The colorful Gray-breasted Mountain-Toucan inhabits chilly, damp, mountainous terrain, unlike its larger lowland relatives the Channel-billed and Keel-billed Toucans. In fact, its genus name Andigena means "coming from the Andes Mountains" — a nod to this toucan's sloping habitat.
The Gray-breasted Mountain-Toucan can be differentiated from the three other mountain-toucan species by its red-, yellow-, and black-banded bill and, in one subspecies, its piercing yellow eyes.
Above the Rest
Most people associate toucans with hot, humid lowlands. Many of the approximately 40 toucan species do live in hot places, but there are also species in warm subtropical mountain forests. Higher up still are temperate habitats, particularly cloud forest, which is where you'll find Gray-breasted Mountain-Toucans.
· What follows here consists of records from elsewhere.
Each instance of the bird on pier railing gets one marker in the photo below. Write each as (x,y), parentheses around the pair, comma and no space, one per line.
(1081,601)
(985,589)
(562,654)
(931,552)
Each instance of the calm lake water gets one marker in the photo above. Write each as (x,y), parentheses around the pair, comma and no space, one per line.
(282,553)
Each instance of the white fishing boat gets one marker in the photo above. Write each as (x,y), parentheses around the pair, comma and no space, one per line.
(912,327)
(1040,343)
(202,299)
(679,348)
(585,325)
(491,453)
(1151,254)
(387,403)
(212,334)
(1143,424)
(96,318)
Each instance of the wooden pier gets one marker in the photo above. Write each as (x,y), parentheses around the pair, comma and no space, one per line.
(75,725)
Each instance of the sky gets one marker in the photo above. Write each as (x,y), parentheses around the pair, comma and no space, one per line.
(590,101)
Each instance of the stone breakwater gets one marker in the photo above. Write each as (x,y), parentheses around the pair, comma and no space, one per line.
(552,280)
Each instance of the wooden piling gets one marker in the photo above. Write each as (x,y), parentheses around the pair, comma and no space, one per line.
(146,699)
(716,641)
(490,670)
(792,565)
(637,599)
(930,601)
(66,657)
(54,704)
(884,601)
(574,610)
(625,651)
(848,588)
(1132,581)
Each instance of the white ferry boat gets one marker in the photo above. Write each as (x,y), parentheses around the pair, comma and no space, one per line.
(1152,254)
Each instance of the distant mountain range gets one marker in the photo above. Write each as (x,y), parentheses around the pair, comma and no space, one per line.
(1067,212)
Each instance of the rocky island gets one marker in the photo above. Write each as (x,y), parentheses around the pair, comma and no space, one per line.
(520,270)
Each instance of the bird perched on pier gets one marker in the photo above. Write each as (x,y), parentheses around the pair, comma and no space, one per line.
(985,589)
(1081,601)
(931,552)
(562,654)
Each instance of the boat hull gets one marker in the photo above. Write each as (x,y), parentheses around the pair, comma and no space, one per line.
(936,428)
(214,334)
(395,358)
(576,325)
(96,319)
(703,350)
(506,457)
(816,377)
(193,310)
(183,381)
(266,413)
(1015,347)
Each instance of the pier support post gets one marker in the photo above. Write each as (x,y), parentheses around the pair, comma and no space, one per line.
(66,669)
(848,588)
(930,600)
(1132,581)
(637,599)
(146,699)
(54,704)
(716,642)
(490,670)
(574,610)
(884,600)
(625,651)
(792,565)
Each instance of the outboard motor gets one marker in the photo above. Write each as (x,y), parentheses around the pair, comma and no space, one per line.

This species lives at higher elevations than any other toucan, except perhaps the closely related Hooded Mountain-Toucan of Peru and Bolivia. Either way, the Gray-breasted Mountain-Toucan lives as high as a toucan can, in cool, rainy cloud forest between 7,500 and 11,000 feet elevation. Often, this bird is found at or near the treeline, where forest stops and open grassy or brushy páramo habitat begins.
Two subspecies have been identified, differing in eye color. Although this toucan is less vocal than some of its relatives, its nasal, ascending call is distinctive and carries far across the forest canopy. Have a listen:
(Audio by Fabrice Schmitt XC318761. Accessible at www.xeno-canto.org/318761)
Although nonmigratory, the Gray-breasted Mountain-Toucan sometimes ranges between altitudes, following the timing of fruiting trees.
Going to Ground
Like many tropical bird species such as the Andean Cock-of-the-rock and Banded Cotinga, the Gray-breasted Mountain-Toucan is frugivorous (fruit-eating), feasting on a wide variety of fruits and berries. It will also consume insects, small reptiles, and bird eggs, particularly during nesting season, when both adults and chicks need extra protein.
Gray-breasted Mountain-Toucans move quietly through the treetops, alone or in small groups, but may also descend to the ground in search of food — an unusual trait in this family of highly arboreal birds. They often associate with flocks of tanagers, thrushes, and blackbirds while foraging, which is also unusual for a toucan.
A male Gray-breasted Mountain-Toucan woos a potential mate by tossing her fruit. Courting birds also feed and preen each other to cement their pair bonds. Mated pairs nest high in the canopy, usually in an old woodpecker cavity, where the female lays three or four eggs. Both parents share equally in incubation duties and chick feeding.
Reserving Room for Mountain-Toucans
Although still locally common, the Gray-breasted Mountain-Toucan is considered Near Threatened by the International Union for Conservation of Nature (IUCN) — a result of habitat loss to agricultural development, unsustainable logging, and mining.
ABC helps partners protect habitat for Gray-breasted Mountain-Toucans at reserves in three countries: Tapichalaca and Yunguilla in Ecuador; Abra Patricia in Peru; and at a number of Colombian reserves that comprise the "Parrot Corridor," which also shelters the Yellow-eared and Fuertes' Parrots.